Martin Probst's weblog

Java Performance and Garbage Collection

February 26, 2005 at 13:23 #

I've never really read a lot about Java performance tweaking which is something I'm going to change in the future. Partially because of a new job that will presumably require these skills, partially because it's just quite interesting to see what the guys at Sun and other companies did under the hood of the JVM.

There are two general areas, optimization of your code and tweaking of the JVM parameters. I found really interesting information about GC tweaking at Sun (they have a truly ugly stylesheet for that article, but Opera users can use the custom stylesheet ...).
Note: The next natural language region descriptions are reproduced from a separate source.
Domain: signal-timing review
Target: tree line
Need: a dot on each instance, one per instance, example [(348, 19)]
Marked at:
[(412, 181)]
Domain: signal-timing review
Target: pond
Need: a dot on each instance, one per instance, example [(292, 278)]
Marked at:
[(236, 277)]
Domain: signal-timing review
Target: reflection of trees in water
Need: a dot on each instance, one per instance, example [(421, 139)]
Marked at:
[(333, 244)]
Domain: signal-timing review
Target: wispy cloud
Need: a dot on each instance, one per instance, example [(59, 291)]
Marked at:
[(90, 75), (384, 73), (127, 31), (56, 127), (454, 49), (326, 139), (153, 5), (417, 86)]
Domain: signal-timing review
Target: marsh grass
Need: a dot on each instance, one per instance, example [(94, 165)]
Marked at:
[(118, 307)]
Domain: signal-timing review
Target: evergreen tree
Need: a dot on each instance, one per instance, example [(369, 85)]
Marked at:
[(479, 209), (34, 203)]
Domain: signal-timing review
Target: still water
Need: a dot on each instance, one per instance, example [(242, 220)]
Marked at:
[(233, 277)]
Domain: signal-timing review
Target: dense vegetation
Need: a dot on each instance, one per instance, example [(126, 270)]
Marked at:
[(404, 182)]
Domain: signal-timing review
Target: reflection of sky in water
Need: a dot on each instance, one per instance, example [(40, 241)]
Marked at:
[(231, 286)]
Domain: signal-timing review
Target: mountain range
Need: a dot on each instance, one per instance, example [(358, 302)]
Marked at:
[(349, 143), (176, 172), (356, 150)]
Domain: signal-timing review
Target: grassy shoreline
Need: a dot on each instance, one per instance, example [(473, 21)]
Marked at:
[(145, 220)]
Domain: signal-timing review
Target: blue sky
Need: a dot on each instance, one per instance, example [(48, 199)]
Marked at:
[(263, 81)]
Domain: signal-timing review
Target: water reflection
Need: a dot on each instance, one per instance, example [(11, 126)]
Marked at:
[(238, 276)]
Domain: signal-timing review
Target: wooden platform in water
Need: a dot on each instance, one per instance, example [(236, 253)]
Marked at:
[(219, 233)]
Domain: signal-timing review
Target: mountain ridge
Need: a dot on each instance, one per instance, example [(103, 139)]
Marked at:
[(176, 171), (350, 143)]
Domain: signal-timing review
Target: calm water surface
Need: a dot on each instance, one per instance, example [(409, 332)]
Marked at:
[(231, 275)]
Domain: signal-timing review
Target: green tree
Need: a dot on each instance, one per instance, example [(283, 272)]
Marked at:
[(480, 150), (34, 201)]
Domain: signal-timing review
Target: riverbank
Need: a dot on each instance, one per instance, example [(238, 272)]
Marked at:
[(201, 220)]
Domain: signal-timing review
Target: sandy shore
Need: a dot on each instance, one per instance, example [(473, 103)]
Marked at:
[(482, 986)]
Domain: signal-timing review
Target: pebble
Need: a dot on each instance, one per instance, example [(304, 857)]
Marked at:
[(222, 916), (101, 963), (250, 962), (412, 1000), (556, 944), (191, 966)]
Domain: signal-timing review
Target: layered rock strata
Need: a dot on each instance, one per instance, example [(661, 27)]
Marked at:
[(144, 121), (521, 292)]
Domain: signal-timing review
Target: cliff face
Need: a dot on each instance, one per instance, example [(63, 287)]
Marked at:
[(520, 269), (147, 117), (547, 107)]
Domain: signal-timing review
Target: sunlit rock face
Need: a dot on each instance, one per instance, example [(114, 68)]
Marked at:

More about memory management can be found in this article about Soft-, Weak- and PhantomReferences. I hadn't heared about these and the package java.lang.ref at all before. Looks very interesting especially for server applications that need caches.

So far about memory management. I'm still lacking information about performance programming dos and don'ts. Apart from general stuff programmers should know (virtual functions, allocation/deallocation, ...) I haven't read much about things in Java. Can anyone recommend me a good book about java performance programming?


Taking the XML out of XML?

February 13, 2005 at 12:10 #

You could use regular expressions Lars ;-)

But seriously, why would you want to do that? The major good things about XML are interoperability and that you don't need to flatten hierarchical data structures like in relational data storage. And you're proposing some sort of a flat query language on a tree-based data structure?

What good would that be? You're forcing developers who start to finally drop that "data flattening" attitude to walk back that abstraction again to write queries in a pattern matching language as if the input was a big string with special boundary symbols. Even if this had a positive effect on performance (which it probably wouldn't, it's basically the same as writing XPath expressions for a streaming processor) you would get another impedance mismatch. Writing such patterns would really be difficult, comparable to using SAX directly.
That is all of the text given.